2. China's trade dominance and North Korea's expanding maritime access
In 2024, China-North Korea trade was USD 2.7 billion. However, exports from North Korea constituted only USD 360 million. In 2023, 98.3 per cent of North Korea’s recorded external trade was attributed to China. Pyongyang is dependent on Beijing. However, this dependence has not translated into unlimited Chinese leverage. North Korea’s geographic position gives it significant value. China’s Tumen border ends just 15-18 kilometers from the Sea of Japan, and access to the sea from Jilin would require cooperation from both Russia and North Korea. Similarly, the use of Rajin Port would require North Korean consent. As China seeks to build up its maritime strength, this need offsets its centrality in trade.

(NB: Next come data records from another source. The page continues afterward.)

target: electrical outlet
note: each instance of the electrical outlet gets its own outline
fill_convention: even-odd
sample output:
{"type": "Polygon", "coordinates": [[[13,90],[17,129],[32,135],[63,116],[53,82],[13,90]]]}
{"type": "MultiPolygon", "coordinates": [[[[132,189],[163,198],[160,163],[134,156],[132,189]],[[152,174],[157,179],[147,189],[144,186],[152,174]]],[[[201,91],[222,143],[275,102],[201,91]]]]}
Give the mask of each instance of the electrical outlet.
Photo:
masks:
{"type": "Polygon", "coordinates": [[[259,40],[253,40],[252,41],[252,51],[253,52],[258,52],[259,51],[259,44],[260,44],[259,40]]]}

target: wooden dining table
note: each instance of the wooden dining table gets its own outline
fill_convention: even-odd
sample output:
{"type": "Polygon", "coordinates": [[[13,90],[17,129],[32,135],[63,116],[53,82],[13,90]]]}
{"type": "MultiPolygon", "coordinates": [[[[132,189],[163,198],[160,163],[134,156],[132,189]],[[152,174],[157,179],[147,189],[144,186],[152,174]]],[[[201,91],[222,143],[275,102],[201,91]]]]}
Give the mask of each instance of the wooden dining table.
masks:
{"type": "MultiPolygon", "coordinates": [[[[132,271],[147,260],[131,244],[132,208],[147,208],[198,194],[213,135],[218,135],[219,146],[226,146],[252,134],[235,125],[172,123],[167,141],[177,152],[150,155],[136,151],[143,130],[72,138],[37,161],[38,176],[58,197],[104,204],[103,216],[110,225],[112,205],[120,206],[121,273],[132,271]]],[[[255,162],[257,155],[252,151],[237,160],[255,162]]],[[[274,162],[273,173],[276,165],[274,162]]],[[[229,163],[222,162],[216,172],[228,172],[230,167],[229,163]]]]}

3. Military cooperation with Russia and North Korea’s strategic options
Since 2023, military cooperation between North Korea and Russia has expanded significantly. Between August 2023 and March 2025, North Korea is estimated to have sent 4- 5.8 million artillery shells and rockets along with Hwasong-11 ballistic missiles, rocket launchers, and self-propelled guns. By March 2026, it had also dispatched more than 16,000 soldiers to Russia, where they received training and participated in operations in the Kursk region. In return, Russia is reported to have supplied electronic-warfare equipment and short-range air-defence systems and to have shared data from the battlefield use of North Korean missiles. The deepening Russia–North Korea partnership reduced Pyongyang's dependence on Beijing. To retain its influence on the Korean Peninsula, China intensified high-level engagement with North Korea.
4. The Seoul factor
In February 2026, North Korea’s Congress rejected talks with South Korea, but did not reject talks with the US. In response, South Korea expanded diplomatic coordination with the US and Japan while also seeking China's support in managing regional tensions. As Beijing balanced its relations with both Koreas, it maintained close ties with Pyongyang while preserving broader regional stability. This has reinforced the continued relevance of the China–North Korea partnership.
What does it mean?
First, the treaty's ambiguity gives China strategic flexibility while reassuring North Korea of its commitment. Recent developments concerning Russia have changed this dynamic by China’s ability to shape Pyongyang’s behaviour. If China disengages from Pyongyang, North Korea will be incentivised to strengthen its ties with Russia. The 65th anniversary restates China’s commitment to a partner looking to diversify its alliances.
Second, China’s rising international influence can validate, to a limited extent, North Korea’s nuclear status. Goodwill from Pyongyang could help China advance its maritime agenda through access to the Sea of Japan.